Trigonometry Functions, Formulas and Identities

Posted in Terms Defined

Please refer to the following figure of right-angled triangle:

Trigonometry Functions:

\( Sine \theta = \frac{opposite}{hypotenuse} = \frac{AC}{AB} \)

\( Secant \theta = \frac{hypotenuse}{adjacent} = \frac{AB}{BC} \)

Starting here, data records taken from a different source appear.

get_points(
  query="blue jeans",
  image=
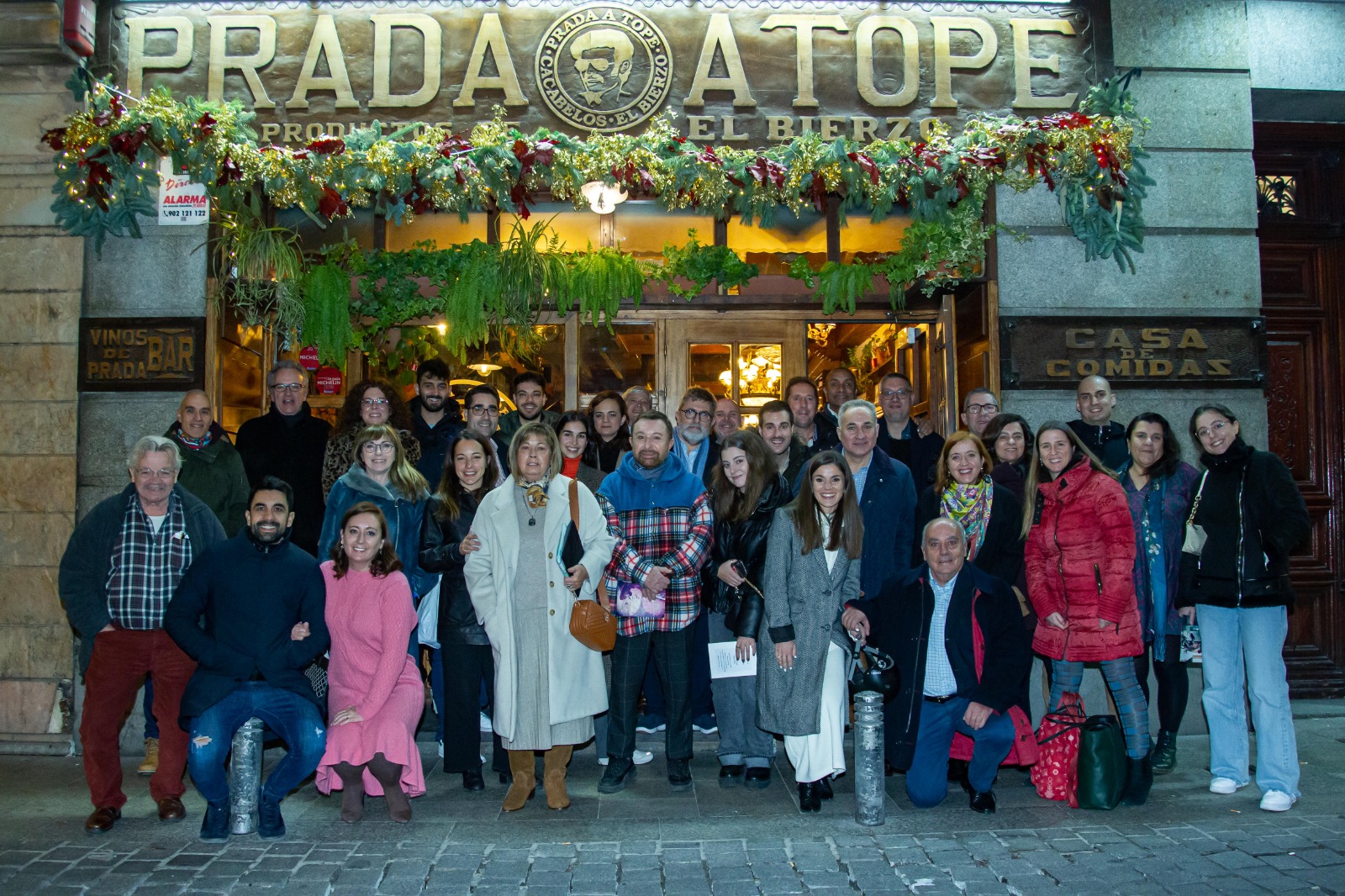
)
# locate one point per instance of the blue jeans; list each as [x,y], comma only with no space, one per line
[927,779]
[289,716]
[1251,638]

\( Cosine \theta = \frac{adjacent}{hypotenuse} = \frac{BC}{AB} \)

\( Tangent \theta = \frac{opposite}{adjacent} = \frac{AC}{BC} \)

\( Co-Secant \theta = \frac{hypotenuse}{opposite} = \frac{AB}{AC} \)

\( Co-Tangent \theta = \frac{adjacent}{opposite} = \frac{BC}{AC} \)

Reciprocal Identities:

\( Cosec \theta = \frac{1}{Sine \theta} \)

\( Secant \theta = \frac{1}{Cosine \theta} \)

\(Co-Tangent \theta = \frac{1}{Tangent \theta} \)

\(Cosine \theta = \frac{1}{Secant \theta} \)

\(Tangent \theta = \frac{1}{Co-Tangent \theta} \)

Short Forms:

\( cos \theta ==> Cosine \theta \)

\( sin \theta ==> Sine \theta \)

\( tan \theta ==> Tangent \theta \)

\( cot \theta ==> Co-Tangent \theta \)

\( sec \theta ==> Secant \theta \)

\( cosec \theta ==> Co-Secant \theta \)

Trigonometry Formulas involving Periodicity:

\( sin (\theta + 2 \pi) = sin  \theta \)

\( cos (\theta + 2\pi) = cos \theta \)

\( tan (\theta + \pi) = tan \theta \)

\( cot (\theta + \pi) = cot \theta \)

Trigonometry Formulas involving Co-function Identities:

\( sin (90 - \theta ) = cos \theta \)

\( cos (90 - \theta ) = sin \theta \)

\( tan (90 - \theta = cot \theta \)

\( cot (90 - \theta = tan \theta \)

Trigonometry Formulas involving Sum / Difference Identities:

\( sin (A + B) = sin A cos B + cos A sin B \)

\( cos (A + B) = cos A cos B - sin A sin B \)

\( tan (A + B) = \frac{tan A + tan B}{1 - tan A tan B} \)

\( sin (A - B) = sin A cos B - cos A sin B \)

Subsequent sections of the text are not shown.